Pat’s second question was about a piece of land called Railway Glen. Various maps referred to a Railway Glen just north east of Camis Eskan.
“Obviously the railway never went that far inland,” Pat said, “but the shape is similar to a railway trackbed.”
This was a question that Alistair McIntyre had looked into. “I had a good look at the site, thinking that perhaps there might have been a narrow gauge railtrack used to extract stone, but there was absolutely no sign of any quarry or remains of a trackbed,” he said.

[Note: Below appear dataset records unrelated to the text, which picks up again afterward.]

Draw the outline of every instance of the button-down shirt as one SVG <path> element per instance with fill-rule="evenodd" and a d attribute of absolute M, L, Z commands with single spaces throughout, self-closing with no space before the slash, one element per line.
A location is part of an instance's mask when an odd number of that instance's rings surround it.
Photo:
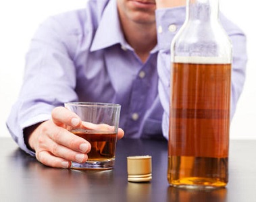
<path fill-rule="evenodd" d="M 120 127 L 126 137 L 168 138 L 170 45 L 185 13 L 184 7 L 156 11 L 157 45 L 145 63 L 124 37 L 116 0 L 89 0 L 84 9 L 46 20 L 32 40 L 24 84 L 7 120 L 14 140 L 33 154 L 23 129 L 74 101 L 121 104 Z M 245 80 L 245 37 L 222 15 L 221 20 L 234 46 L 233 114 Z"/>

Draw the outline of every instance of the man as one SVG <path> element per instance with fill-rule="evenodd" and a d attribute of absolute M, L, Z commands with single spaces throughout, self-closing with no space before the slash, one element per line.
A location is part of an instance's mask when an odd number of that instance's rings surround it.
<path fill-rule="evenodd" d="M 185 0 L 89 0 L 86 9 L 45 22 L 32 39 L 7 121 L 20 147 L 49 166 L 84 162 L 90 144 L 66 129 L 81 121 L 61 106 L 78 100 L 120 104 L 126 137 L 167 139 L 170 45 L 184 5 Z M 222 22 L 234 46 L 233 114 L 245 80 L 245 37 L 224 17 Z"/>

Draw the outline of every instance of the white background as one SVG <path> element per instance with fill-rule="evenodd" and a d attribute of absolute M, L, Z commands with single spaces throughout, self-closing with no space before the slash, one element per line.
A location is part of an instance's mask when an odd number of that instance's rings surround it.
<path fill-rule="evenodd" d="M 101 0 L 99 0 L 101 1 Z M 39 25 L 47 17 L 82 8 L 86 0 L 0 1 L 0 137 L 9 136 L 5 121 L 22 82 L 25 55 Z M 232 139 L 256 139 L 256 19 L 253 1 L 220 0 L 220 9 L 247 36 L 247 80 L 231 124 Z"/>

“The other thing I wondered about was the possibility of the glen having been used to store explosives when either the Helensburgh railway line or the West Highland Line were under construction.
“Somehow I’d be doubtful if the glen at Camis Eskan served this purpose. Perhaps the glen may have seemed to some to resemble a stretch of railtrack, perhaps because of straightness.”
However Helensburgh man man Bill Wilkie was able to provide the answer. He said: “Craigendoran Station drew water from a small reservoir above Woodhead Cottage, map reference 32018201.”
This was confirmed by another burgh man Alan Day, who used to walk in that area quite frequently.
The farmer there told him in the late 1960s that the Railway Glen name derived from the fact that, in the days of steam trains, there was a small reservoir in the Glen which supplied water for locos taking on water at Craigendoran.
The main burn leading into the reservoir was covered over for some distance with large stones, both to keep the water clean, and to protect against damage by cattle.